Visualizing the prior on \(\Pr(\text{Method})\) and fighter-level estimates of \(\Pr(\text{Method|Fighter})\)

From the previous visualization of ternary diagrams, it was clear that inexperienced fighters were overfitted to their limited number of win methods. To see the effect of the above Bayesian analysis, I will again show the updated fighter method probabilities, laid upon the prior probability density. This prior can be thought of as representing the values that an individual fighter’s method probabilities can take (it is a distribution of distributions).

# summarize distribution of Pr(methods)
value_grid <- expand.grid(x = seq(0, 1, by = 0.01), y = seq(0, 1, by = 0.01)) %>%
  dplyr::mutate(z = 1 - x - y) %>%
  dplyr::filter(z >= 0)
colnames(value_grid) <- alpha_posterior$Method

value_grid$Pr_method <- apply(value_grid, 1, function(x){
  MCMCpack::ddirichlet(x, alpha = alpha_posterior$alpha)

method_breakdown_summary <- fighter_Pr_method %>%
  dplyr::select(Fighter_link, Method, Pr_method, fighter_n) %>%
  tidyr::spread(Method, Pr_method) %>%
  # bin by number of wins
  dplyr::mutate(bin = "# fights: <7",
                bin = ifelse(fighter_n >= 7, "# fights: 7-12", bin),
                bin = ifelse(fighter_n >= 13, "# fights: 13-20", bin),
                bin = ifelse(fighter_n > 20, "# fights: >20", bin),
                bin = ordered(bin, levels = c("# fights: <7", "# fights: 7-12", "# fights: 13-20", "# fights: >20"))) %>%
  dplyr::ungroup() %>%
  dplyr::count(bin, Decision, Submission, `KO/TKO`)

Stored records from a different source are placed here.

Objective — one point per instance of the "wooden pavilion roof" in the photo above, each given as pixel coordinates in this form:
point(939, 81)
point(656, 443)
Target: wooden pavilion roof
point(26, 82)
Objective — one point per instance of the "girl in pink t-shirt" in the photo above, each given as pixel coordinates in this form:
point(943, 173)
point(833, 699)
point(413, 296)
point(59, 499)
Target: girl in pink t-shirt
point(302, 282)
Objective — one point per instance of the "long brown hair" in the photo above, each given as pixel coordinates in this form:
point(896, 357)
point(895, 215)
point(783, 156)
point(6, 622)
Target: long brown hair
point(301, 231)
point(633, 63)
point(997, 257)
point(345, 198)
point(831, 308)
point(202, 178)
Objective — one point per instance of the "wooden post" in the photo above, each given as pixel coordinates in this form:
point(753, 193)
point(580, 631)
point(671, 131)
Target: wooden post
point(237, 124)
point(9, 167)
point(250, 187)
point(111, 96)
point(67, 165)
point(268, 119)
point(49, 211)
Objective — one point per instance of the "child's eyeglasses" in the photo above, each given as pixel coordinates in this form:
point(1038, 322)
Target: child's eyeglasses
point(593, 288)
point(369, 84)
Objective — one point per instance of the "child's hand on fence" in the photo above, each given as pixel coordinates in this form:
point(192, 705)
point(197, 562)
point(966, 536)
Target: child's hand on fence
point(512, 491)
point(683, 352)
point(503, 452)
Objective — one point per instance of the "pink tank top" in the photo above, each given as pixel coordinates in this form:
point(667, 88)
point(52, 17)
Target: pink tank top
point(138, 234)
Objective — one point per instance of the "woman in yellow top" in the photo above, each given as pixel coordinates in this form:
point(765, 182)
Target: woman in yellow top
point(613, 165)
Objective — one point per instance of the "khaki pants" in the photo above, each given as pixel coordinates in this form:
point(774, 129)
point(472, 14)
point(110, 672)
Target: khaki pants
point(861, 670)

# cleanup methods for plotting
value_grid <- value_grid %>%
  dplyr::rename(Dec = Decision,
                Sub = Submission)
method_breakdown_summary <- method_breakdown_summary %>%
  dplyr::rename(Dec = Decision,
                Sub = Submission)
ggtern(value_grid, aes(x = Dec, y = `KO/TKO`, z = Sub)) +
  # background Pr distribution
  geom_point_swap(aes(fill = Pr_method)) +
  # Pr(method) for individual fighters
  geom_point(data = method_breakdown_summary, aes(color = n), size = 1) +
  scale_fill_gradientn("Pr(Method)", colors = c("gray90", "orange", "red")) +
  facet_wrap(~ bin, ncol = 2) +
  scale_color_continuous("Number of fighters\nwith value", low = "darkslategray1", high = "royalblue1", trans = "log10") +
  theme(text = element_text(size = 22))

plot of chunk unnamed-chunk-3

In MMA, a large amount of data exists when pooling across fighters, but there is a more modest amount of fighter-specific data. By finding an empirical prior on method probabilities, fighters’ win methods were balanced with common trends across fighters. Inexperienced fighters are pulled towards a consensus of fighters, while experienced fighters are barely influenced by the prior. This will be an important element of future approaches, where instead of considering methods as a component of style, I will identify elements of style in a data-driven manner, capitalizing on common patterns in MMA finishes.